In der Fig. 4 ist ein weiteres Kippsegmentlager 10a dargestellt, das sich von dem Kippsegmentlager 10 dadurch unterscheidet, dass die Kippsegmente 18a jeweils eine konstante Dicke d sowie einen konstanten Innenradius R, und einen konstanten Außenradius R a zur Ausbildung von Außenflächen 20a aufweisen. Weiterhin weist der Außenring 12a, in Analogie zum Außenring 12, einen kreisrunden Außenumfang auf. Die Innenfläche 16a des Außenrings 12a weist demgegenüber drei, jeweils einen Radius R aufweisende Abschnitte 47 bis 49 auf, die in Umfangsrichtung betrachtet an drei Übergangsstellen 50 unter Ausbildung von Knicken an der Innenseite aneinander anschließen. Die

Wandstärke w des Außenrings 12a ändert sich entlang der Abschnitte 47 bis 49. Weiterhin ist anhand der Fig. 6 erkennbar, dass ein derartiger Außenring 12a im

Bereich einer kreisrunden Aufnahmebohrung 52 eingesetzt bzw. unter

Ausbildung einer Presspassung angeordnet ist, und dass zwischen der

Aufnahmebohrung 52 und der Außenfläche 20a des Außenrings 12a drei, in gleichmäßigen Winkelabständen um ein Längsachse 46 angeordnete

Abflachungen 54 vorgesehen sind, in deren Bereich die Wandstärke w des

Außenrings 12a reduziert ist, wobei ein Minimum der Wandstärke w im Bereich der Wälzlinien 26a vorhanden ist. Dadurch ist zwischen den Abflachungen 54 und der Aufnahmebohrung 52 jeweils ein Spalt 56 zum Ausgleich thermischer Verformungen des Außenrings 12a ausgebildet.

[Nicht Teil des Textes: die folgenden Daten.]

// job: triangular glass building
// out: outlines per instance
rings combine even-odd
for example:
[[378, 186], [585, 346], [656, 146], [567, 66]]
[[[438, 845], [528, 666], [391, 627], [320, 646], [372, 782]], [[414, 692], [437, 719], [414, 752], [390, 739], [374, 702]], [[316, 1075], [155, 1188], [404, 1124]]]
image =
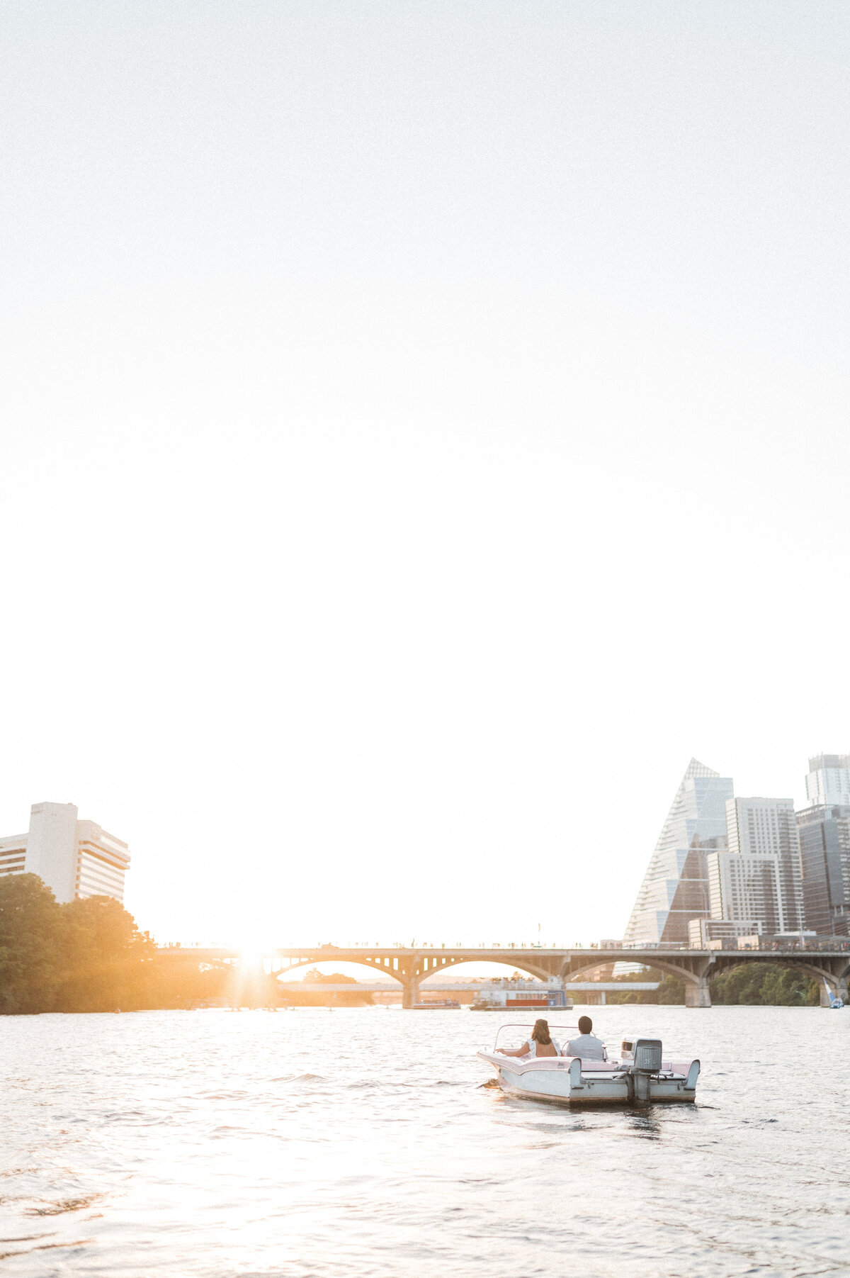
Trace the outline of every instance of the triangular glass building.
[[731, 777], [692, 759], [676, 790], [625, 929], [625, 942], [680, 941], [690, 919], [707, 919], [706, 855], [726, 847]]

Die Herstellung des soweit beschriebenen Außenrings 12a entspricht zumindest im Wesentlichen der Ausbildung des im Zusammenhang mit den Fig. 2 und 3 beschriebenen Kippsegmentrings 42 zur Ausbildung der Kippsegmente 18 beim Kippsegmentlager 10. Das bedeutet, dass auch hier entsprechend der

Darstellung der Fig. 5 ein ringförmiges Rohteil 30a im Bereich dreier

Einspannstellen 33a bis 35a eingespannt und durch Kräfte FR elastisch deformiert wird. Anschließend wird eine Innenbohrung 38a erzeugt und die Einspannung des Rohteils 30a gelöst. Gegebenenfalls werden anschließend die Abflachungen 54 hergestellt.

Das soweit beschriebene Kippsegmentlager 10, 10a kann in vielfältiger Art und Weise abgewandelt bzw. modifiziert werden, ohne vom Erfindungsgedanken abzuweichen.